The tone is a bit shrill, but there was a recent article in the Atlantic that is worth your time for an inside look at much of what is so problematic about private schools in America. It’s a tough, short read, worth reading.

 Home Schooling

This one is a bit difficult. Fundamentally, I dislike a lot about the concept of home schooling. It seems isolationist and elitist. The process often is badly tinged with what I would consider extreme religious or political philosophies. The whole idea seems to isolate children from important socialization and treats the rest of the community as “Others.”

Still, I know several families that did this well, having produced well balanced and well-educated children. The process of home schooling nationwide seems to be getting better, with more cross-checks on quality and outcomes. So, the option continues, but let’s keep an eye on it.

Much like charter schools, I would oppose any tax breaks for those who choose this route. Similarly, you are in the public system or not. If not, I would not support your kids taking advantage of public school assets like sports, band, etc.  If you choose to go it alone, so be it. In or out.

Why Should We Care?

Education equips us for life and for the future, individually and as a society. It is the foundation of national security, economic and otherwise. This is the fabric of national unity and the battle ground for social division. It is a moral and practical imperative.  This one is worth our time and trouble to get it right, knowing it is work that will never be completed.

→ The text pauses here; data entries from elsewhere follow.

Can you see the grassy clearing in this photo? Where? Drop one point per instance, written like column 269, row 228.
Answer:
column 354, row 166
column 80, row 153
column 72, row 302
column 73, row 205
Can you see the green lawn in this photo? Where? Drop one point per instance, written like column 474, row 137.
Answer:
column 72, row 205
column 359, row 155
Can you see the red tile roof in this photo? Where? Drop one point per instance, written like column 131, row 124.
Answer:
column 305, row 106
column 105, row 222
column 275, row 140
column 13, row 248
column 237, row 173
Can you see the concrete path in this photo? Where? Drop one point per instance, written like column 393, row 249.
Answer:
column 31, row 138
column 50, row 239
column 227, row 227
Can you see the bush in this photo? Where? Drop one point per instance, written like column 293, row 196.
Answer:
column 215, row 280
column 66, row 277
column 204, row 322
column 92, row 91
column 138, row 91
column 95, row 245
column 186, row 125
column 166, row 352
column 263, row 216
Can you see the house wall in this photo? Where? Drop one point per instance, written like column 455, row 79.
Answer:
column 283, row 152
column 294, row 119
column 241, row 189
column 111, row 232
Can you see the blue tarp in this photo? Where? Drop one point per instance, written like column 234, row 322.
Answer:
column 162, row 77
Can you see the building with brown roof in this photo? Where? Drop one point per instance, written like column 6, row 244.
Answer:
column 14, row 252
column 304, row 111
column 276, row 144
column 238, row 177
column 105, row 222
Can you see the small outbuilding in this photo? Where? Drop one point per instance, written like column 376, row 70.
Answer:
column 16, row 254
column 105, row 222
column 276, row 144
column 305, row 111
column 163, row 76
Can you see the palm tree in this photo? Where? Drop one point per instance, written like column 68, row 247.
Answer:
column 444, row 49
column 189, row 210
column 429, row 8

See you on Friday, when we take a look at higher education in America. Good news – no homework going out of today’s post!

              Bill Clontz

If you find this blog worthy of your time and curiosity, I invite you to do two things:

(1) Join the conversation. Your voice counts here.

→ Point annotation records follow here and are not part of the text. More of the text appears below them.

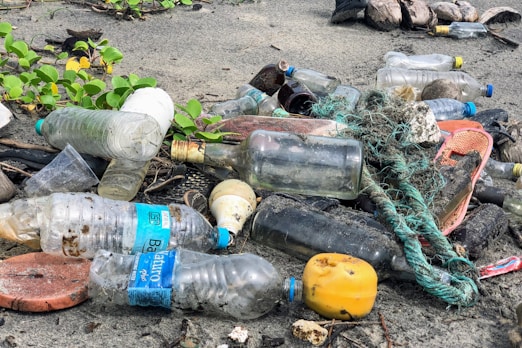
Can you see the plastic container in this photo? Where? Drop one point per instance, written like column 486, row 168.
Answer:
column 270, row 78
column 104, row 133
column 462, row 30
column 123, row 178
column 244, row 286
column 434, row 61
column 470, row 88
column 265, row 103
column 79, row 224
column 450, row 109
column 288, row 162
column 317, row 82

(2) Share the word about this blog with friends and colleagues. Share a link in your emails and social media posts. Let’s grow our circle.





3 replies to Education in America – Part I: Public Schools, Private/Charter Schools/Home Schooling

  1. A lot of people seem unaware that a lot of the money in charter schools (and in a practical sense, most of the power) ends up in the hands of for-profit management companies. So whose interests are being served? I doubt it’s those of the students.

    • Right you are that this is often the case, but a wide variety of patterns are out there. Your point underlines just how important transparency is in such things, along with clear measures of effectiveness.

  2. I have been surprised to discover how many different reasons (and approaches) families have for home schooling. I knew one family whose child’s physical health was so fragile that they felt mandated public school attendance was dangerous. Many families in the communities where I have lived felt that they could provide a better experience than their local school system. I also know someone now who had her teens in a private religious school but took them out and switched to public school when she realized they were not getting a real science education. A lot of home school families form their own social groups for field trips and socialization between the children, and most that I have known send their children to public high school, at the least. As a librarian, I see a lot of home schoolers and we do support them with a lot of materials. When the pandemic hit, all those extra study materials suddenly got a lot of use from other parents who were having to help their children learn at home. All this is not to discount the extremists but just to show there is a wide spectrum.